As a medical provider your goal is to improve the health of patients. As a care provider you know how important it is to be proactive to prevent healthcare problems down the road. You are responsible for measuring and tracking their success with their healthcare.
You can also apply these methods to your revenue cycle at your practice. By being proactive in measuring key metrics and tracking the changes over time you can prevent a loss of revenue while identifying areas that need improvement.
Yes, there are many ways to improve your revenue cycle. However, these 4 metrics give providers and medical practice managers insight into claims management and patient payments. These 4 medical practice key metrics will help you measure your practice's financial health.
Days in Accounts Receivables
Accounts receivable (A/R) is a measure of how long it typically takes for a service to be paid by the responsible parties. The calculation features the outstanding money based on the practice’s average daily charge.
Therefore, volume is accounted for and you get the insight into how well your billing department is collecting on accounts.
Percentage of A/R Greater than 120 Days
We covered A/R earlier but what about the A/R over 120 days? The percentage of the A/R over 120 days is a measure of the practice’s ability to get paid in a timely manner.
It is a percentage that represents the amount of receivables older than 120 days of the total current receivables. It isn’t the only aging category to observe, but if choosing an aging indicator to evaluate, the percentage of A/R greater than 120 days is an excellent choice.
Adjusted Collection Rate
The adjusted collection rate (also known as the net collection rate) is a measure of a practice’s effectiveness in collecting all legitimate reimbursement.

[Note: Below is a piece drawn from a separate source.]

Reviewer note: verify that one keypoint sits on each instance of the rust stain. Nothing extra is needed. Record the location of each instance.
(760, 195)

This rate shows the percentage achieved out of the reimbursement allowed based on the practice’s contractual obligations.

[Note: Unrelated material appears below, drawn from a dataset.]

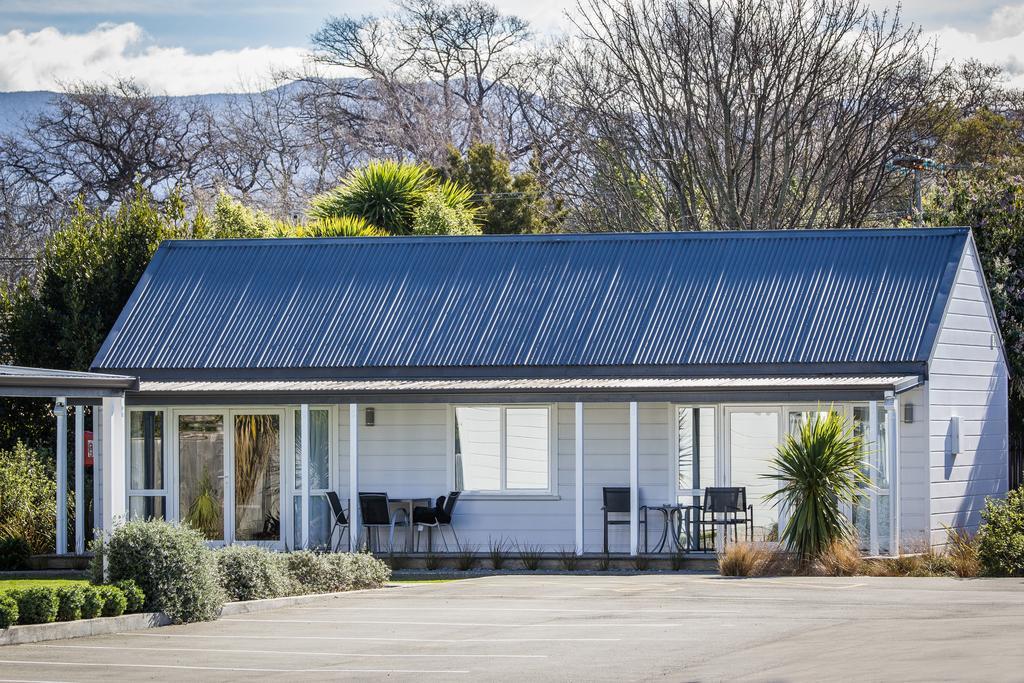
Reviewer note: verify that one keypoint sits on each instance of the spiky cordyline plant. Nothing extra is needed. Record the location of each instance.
(819, 470)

This figure reveals how much revenue is lost due to factors such as uncollectible bad debt, untimely filing and other non-contractual adjustments.
The denial rate is the percentage of claims denied by payers. A low number is desired as it represents a practice’s cash flow and the staff needed to maintain that cash flow. Clean, paid claims do not require the attention that denied claims do by staff members.
Automating processes can lower the ratio dramatically. Real-time patient eligibility tools and online claims editing tools assist practices in stream lining their processes and ultimately reduce denials.